Tristes tropiques

Monsieur Lévi-Strauss,

Je ne sais si ce message vous parviendra, là où vous vous trouvez désormais.

Je me souviens que, quelques années avant de quitter ce monde, vous faisiez part de votre désarroi face aux évolutions en cours, lors d'une apparition à la télévision française.

Hélas, c'est peu dire que les derniers événements survenus au Brésil, pays avec lequel vous avez entretenu, tout au long de votre vie, un lien privilégié, devraient confirmer vos craintes.

En effet, la forêt amazonienne, souvent présentée comme le poumon de la planète, risque d'être livrée comme jamais auparavant aux tronçonneuses des rapaces du profit à court terme.

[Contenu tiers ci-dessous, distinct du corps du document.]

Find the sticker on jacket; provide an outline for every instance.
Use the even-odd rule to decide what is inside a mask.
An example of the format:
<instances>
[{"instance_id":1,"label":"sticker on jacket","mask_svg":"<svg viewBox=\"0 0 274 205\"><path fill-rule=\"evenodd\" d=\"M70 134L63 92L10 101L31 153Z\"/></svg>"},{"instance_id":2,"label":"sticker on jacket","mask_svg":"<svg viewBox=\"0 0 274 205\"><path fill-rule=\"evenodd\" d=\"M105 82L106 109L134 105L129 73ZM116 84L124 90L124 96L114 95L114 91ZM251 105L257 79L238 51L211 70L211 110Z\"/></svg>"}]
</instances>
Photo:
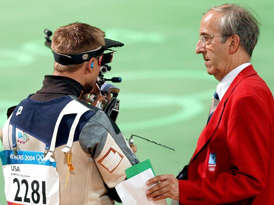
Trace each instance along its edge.
<instances>
[{"instance_id":1,"label":"sticker on jacket","mask_svg":"<svg viewBox=\"0 0 274 205\"><path fill-rule=\"evenodd\" d=\"M29 139L28 134L25 132L19 131L17 134L16 141L20 144L24 144Z\"/></svg>"},{"instance_id":2,"label":"sticker on jacket","mask_svg":"<svg viewBox=\"0 0 274 205\"><path fill-rule=\"evenodd\" d=\"M209 154L209 159L208 160L208 170L211 172L215 171L216 167L216 153L210 153Z\"/></svg>"},{"instance_id":3,"label":"sticker on jacket","mask_svg":"<svg viewBox=\"0 0 274 205\"><path fill-rule=\"evenodd\" d=\"M124 157L112 147L110 147L98 163L110 172L113 172L119 165Z\"/></svg>"}]
</instances>

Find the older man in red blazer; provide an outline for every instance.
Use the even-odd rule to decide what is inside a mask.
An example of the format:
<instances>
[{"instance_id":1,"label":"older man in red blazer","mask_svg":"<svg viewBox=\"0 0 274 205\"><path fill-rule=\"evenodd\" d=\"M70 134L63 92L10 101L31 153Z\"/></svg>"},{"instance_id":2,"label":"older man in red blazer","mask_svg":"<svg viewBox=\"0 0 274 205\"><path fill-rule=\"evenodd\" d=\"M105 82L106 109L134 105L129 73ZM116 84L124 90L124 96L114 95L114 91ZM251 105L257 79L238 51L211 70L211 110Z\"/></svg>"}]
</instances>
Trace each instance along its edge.
<instances>
[{"instance_id":1,"label":"older man in red blazer","mask_svg":"<svg viewBox=\"0 0 274 205\"><path fill-rule=\"evenodd\" d=\"M156 176L147 182L160 182L148 197L180 204L274 204L274 101L250 63L258 24L234 4L203 17L196 52L220 81L214 96L220 102L200 136L187 180Z\"/></svg>"}]
</instances>

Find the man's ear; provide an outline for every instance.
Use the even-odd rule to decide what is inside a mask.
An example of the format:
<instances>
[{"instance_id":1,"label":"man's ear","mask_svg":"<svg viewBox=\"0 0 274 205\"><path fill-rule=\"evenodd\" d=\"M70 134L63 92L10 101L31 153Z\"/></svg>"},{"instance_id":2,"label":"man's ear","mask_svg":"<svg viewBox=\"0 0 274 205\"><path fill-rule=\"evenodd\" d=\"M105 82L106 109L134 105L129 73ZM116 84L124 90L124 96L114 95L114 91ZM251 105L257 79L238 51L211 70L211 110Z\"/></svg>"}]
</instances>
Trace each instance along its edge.
<instances>
[{"instance_id":1,"label":"man's ear","mask_svg":"<svg viewBox=\"0 0 274 205\"><path fill-rule=\"evenodd\" d=\"M234 34L229 39L230 45L229 47L229 54L234 54L238 50L240 44L240 38L238 35Z\"/></svg>"},{"instance_id":2,"label":"man's ear","mask_svg":"<svg viewBox=\"0 0 274 205\"><path fill-rule=\"evenodd\" d=\"M88 70L89 72L91 72L93 67L94 66L94 63L95 61L95 58L92 58L88 61L88 63L87 64L87 69Z\"/></svg>"}]
</instances>

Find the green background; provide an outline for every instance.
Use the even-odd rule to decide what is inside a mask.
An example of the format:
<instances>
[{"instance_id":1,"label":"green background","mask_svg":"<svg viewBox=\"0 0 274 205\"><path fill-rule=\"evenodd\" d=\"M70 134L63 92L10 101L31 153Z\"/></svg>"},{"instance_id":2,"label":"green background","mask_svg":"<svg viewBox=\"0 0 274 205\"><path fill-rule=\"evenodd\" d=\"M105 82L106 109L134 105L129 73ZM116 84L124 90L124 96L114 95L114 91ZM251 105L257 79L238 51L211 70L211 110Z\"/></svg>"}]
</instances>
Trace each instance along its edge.
<instances>
[{"instance_id":1,"label":"green background","mask_svg":"<svg viewBox=\"0 0 274 205\"><path fill-rule=\"evenodd\" d=\"M123 79L116 85L121 100L117 123L126 138L133 133L176 150L134 137L137 157L150 159L156 175L176 175L188 163L218 83L207 74L202 55L195 53L200 22L205 10L227 1L0 2L0 127L7 108L39 90L44 75L53 72L44 30L53 31L78 21L125 44L114 54L105 77ZM258 16L261 34L251 62L273 92L274 1L230 3L250 7ZM0 204L4 204L0 170Z\"/></svg>"}]
</instances>

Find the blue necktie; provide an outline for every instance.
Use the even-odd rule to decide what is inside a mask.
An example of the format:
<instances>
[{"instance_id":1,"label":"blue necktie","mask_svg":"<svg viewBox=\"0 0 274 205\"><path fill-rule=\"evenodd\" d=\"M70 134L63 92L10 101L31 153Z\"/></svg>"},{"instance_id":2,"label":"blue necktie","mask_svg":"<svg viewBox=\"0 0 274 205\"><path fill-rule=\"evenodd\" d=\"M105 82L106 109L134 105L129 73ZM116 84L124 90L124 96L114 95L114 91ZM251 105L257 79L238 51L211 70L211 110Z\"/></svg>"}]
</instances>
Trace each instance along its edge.
<instances>
[{"instance_id":1,"label":"blue necktie","mask_svg":"<svg viewBox=\"0 0 274 205\"><path fill-rule=\"evenodd\" d=\"M208 114L208 119L207 119L207 125L208 123L209 120L211 118L212 115L214 113L214 111L216 109L216 108L220 102L220 100L219 99L219 96L216 92L214 93L212 96L212 100L211 101L211 104L210 105L210 108L209 109L209 114Z\"/></svg>"}]
</instances>

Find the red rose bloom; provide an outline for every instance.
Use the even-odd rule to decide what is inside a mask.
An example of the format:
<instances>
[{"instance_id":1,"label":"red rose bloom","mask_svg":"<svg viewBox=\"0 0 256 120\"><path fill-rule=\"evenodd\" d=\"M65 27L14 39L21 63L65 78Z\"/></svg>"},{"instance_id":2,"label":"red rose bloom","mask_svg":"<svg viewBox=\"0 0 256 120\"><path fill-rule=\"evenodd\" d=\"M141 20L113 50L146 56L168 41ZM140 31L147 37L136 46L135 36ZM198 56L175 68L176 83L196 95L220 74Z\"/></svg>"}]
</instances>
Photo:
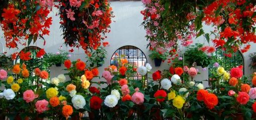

Les populations indiennes dont vous avez partagé le quotidien sont en danger d'extermination.

Je ne vous demanderai pas de lancer un appel à la raison, qui aurait, de toute manière, fort peu de chances d'être entendu par les fanatiques qui s'apprêtent à exercer le pouvoir à Brasilia.

Je terminerai simplement ce billet en vous souhaitant d'avoir trouvé un monde plus beau que celui qu'il m'est actuellement donné de voir.

Avec mon plus grand respect.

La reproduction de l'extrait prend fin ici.